8. General use of get

At this point of the tutorial, you'll need to know the XPath standard to understand what follows.

The following macro is used to display in an external image viewer, the image referenced in the fileref attribute of explicitly or implicitly selected DocBook elements graphic or imagedata.

The image viewer used by this macro is an external program called gimp. It is launched using command start.

<command name="startImageViewer">
  <macro>
    <sequence>
      <get context="$implicitElement/@fileref" 
           expression="uri-to-file-name(resolve-uri(.))" />
      <command name="start" parameter='gimp "%_"' />
    </sequence>
  </macro>
</command>

The above macro shows how to use get at its best:

  1. First the context attribute, common to all XPath-based constructs get, set, test and match, is evaluated as a node set, using the document as a context node.

  2. The expression attribute, common to get, set and test, is evaluated as a string using the context node found in previous step.

    If get, set, test or match have no context attribute, the context node used to evaluate expression is the document node itself (that is, XPath "/").

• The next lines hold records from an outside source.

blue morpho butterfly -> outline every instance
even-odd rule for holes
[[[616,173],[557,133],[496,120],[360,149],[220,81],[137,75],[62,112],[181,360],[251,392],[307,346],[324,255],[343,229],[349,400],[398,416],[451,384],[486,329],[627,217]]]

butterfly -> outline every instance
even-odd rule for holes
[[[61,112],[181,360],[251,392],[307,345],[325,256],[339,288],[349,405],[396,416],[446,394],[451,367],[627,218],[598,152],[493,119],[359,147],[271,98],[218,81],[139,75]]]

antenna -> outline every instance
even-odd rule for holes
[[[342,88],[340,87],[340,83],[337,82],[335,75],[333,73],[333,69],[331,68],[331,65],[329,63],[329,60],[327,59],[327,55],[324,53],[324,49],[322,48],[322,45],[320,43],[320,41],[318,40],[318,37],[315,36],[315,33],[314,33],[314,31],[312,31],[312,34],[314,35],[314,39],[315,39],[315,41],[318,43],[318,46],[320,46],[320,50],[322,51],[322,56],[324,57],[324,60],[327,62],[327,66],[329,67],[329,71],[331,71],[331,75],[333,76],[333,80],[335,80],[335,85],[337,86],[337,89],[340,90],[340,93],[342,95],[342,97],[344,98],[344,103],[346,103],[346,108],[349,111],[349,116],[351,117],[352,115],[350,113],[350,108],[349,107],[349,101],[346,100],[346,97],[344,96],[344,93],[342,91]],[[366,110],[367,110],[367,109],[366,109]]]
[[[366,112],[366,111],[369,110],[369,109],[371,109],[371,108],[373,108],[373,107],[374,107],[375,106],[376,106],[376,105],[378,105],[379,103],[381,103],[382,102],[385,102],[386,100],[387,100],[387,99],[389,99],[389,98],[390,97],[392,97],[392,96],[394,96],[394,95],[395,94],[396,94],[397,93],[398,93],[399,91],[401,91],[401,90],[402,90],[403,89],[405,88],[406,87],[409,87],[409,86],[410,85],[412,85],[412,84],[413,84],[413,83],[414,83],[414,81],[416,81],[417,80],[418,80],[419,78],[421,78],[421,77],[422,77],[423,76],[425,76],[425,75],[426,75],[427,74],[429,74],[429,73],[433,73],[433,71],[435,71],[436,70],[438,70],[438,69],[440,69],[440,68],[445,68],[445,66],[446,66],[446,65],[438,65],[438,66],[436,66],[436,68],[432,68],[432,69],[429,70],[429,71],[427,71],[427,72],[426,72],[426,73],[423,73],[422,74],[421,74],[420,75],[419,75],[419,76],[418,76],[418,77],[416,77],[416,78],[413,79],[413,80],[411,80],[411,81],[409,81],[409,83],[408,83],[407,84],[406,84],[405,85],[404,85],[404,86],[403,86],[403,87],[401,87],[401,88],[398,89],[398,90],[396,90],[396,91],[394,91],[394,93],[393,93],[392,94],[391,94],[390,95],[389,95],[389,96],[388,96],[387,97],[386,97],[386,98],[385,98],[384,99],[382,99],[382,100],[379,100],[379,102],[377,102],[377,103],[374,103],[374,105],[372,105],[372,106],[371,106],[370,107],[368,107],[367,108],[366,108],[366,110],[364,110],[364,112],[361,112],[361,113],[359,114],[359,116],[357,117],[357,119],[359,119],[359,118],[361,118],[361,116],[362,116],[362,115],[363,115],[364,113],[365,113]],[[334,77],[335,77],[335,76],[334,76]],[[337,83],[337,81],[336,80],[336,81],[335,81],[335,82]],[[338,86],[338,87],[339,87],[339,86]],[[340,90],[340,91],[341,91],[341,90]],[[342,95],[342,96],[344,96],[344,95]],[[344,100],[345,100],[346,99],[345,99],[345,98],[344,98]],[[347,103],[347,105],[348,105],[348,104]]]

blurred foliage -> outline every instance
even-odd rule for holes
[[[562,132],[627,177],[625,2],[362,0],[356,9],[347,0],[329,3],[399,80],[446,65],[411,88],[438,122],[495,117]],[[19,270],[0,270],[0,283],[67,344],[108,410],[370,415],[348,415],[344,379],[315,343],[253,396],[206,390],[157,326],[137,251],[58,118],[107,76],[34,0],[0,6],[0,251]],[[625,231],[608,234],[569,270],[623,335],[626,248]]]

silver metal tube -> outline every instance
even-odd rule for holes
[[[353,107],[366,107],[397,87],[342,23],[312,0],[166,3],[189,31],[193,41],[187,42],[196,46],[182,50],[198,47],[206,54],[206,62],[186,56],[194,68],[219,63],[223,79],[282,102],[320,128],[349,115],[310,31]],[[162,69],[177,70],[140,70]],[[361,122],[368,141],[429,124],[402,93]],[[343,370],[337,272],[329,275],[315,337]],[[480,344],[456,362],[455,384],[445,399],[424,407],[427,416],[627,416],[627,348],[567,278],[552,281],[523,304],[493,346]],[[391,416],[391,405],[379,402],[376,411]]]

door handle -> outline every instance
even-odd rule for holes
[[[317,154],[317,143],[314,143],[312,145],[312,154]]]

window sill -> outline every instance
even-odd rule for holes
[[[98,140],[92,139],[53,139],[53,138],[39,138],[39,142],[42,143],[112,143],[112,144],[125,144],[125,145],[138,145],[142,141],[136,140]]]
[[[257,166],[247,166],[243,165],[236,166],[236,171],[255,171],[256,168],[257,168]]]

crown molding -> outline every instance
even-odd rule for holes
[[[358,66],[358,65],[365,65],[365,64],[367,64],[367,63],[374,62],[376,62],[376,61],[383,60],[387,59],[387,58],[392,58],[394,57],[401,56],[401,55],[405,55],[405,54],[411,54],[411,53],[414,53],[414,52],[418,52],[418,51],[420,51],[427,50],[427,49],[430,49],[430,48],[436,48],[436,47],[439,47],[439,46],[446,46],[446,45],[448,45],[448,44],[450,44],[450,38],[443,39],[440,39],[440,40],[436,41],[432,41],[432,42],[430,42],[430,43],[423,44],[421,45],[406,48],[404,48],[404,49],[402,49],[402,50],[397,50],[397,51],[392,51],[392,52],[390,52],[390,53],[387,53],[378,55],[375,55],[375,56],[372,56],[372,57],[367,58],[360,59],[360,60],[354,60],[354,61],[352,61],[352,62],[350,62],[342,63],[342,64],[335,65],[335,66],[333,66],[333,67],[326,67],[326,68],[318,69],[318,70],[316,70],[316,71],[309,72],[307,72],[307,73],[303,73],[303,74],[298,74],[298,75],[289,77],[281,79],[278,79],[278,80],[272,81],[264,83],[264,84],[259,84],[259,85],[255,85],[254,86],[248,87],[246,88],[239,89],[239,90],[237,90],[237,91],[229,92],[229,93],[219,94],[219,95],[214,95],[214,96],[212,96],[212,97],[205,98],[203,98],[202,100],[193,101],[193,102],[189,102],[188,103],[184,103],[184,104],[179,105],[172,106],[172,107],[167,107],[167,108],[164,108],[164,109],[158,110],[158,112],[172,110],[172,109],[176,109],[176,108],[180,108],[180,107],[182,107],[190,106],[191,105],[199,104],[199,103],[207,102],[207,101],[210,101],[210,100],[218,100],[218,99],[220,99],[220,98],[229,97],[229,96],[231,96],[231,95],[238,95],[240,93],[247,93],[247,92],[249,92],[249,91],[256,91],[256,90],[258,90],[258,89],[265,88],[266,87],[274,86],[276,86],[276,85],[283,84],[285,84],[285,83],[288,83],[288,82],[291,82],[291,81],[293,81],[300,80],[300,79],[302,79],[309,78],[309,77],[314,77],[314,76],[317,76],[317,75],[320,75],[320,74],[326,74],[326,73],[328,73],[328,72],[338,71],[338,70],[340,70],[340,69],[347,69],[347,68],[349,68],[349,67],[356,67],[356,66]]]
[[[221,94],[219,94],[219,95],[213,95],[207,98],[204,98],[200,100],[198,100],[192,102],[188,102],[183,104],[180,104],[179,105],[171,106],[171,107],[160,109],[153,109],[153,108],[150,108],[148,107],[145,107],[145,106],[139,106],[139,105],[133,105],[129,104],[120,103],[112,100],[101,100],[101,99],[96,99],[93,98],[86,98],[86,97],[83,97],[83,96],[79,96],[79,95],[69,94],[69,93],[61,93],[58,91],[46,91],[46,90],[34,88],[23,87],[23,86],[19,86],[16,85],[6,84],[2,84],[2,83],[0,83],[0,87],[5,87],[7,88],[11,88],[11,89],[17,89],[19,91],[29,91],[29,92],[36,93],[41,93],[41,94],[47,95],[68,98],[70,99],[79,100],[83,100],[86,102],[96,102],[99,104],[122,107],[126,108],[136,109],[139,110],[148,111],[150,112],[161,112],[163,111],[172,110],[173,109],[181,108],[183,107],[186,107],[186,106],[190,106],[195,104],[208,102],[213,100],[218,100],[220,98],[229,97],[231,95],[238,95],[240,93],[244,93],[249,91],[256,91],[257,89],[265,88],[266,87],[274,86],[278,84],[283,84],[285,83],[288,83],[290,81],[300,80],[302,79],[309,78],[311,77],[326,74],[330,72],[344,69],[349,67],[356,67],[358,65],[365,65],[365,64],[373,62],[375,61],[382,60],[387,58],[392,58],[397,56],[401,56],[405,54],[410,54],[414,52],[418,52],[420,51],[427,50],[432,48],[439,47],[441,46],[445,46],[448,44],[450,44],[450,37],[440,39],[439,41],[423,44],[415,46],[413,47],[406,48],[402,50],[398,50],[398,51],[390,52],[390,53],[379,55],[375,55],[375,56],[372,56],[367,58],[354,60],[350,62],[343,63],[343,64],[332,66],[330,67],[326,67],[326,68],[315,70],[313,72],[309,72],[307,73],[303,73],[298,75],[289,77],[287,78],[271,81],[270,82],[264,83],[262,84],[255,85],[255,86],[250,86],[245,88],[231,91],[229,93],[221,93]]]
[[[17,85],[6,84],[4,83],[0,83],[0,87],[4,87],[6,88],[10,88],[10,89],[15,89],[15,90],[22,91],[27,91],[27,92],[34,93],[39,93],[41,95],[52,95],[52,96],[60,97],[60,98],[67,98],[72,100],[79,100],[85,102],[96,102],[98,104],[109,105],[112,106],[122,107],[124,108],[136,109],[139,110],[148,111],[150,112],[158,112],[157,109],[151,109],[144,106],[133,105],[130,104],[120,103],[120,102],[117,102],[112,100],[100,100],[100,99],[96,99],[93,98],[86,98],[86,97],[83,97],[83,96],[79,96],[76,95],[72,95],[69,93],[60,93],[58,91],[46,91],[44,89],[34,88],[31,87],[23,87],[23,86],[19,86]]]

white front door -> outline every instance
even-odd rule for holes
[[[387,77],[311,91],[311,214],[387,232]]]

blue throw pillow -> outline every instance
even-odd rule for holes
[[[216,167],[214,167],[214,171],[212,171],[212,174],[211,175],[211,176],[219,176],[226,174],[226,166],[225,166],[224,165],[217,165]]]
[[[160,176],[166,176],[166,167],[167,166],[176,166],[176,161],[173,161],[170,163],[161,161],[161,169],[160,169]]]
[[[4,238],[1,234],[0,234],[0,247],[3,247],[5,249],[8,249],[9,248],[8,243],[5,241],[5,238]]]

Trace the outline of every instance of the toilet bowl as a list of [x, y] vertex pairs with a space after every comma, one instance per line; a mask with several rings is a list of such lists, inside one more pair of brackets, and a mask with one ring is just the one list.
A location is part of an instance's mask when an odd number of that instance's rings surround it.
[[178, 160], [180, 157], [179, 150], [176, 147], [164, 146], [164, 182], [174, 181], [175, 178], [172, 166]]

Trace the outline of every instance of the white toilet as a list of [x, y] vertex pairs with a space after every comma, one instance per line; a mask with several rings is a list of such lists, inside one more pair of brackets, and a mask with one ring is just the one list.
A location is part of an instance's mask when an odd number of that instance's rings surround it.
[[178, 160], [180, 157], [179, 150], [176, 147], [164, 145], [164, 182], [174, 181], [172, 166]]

The context attribute contains "$implicitElement/@fileref" which means attribute fileref of explicitly or implicitly selected element, because implicitElement is a predefined variable mapped to explicitly or implicitly selected element (more info. about this in next section).

The expression attribute contains "uri-to-file-name(resolve-uri(.))". "." is the fileref attribute node. resolve-uri() in XMLmind XML Editor - Support of XPath 1.0 and uri-to-file-name() in XMLmind XML Editor - Support of XPath 1.0 are two non-standard XPath functions which are used to resolve a relative URL and then to convert this URL to a file name (xv will not work if passed an URL).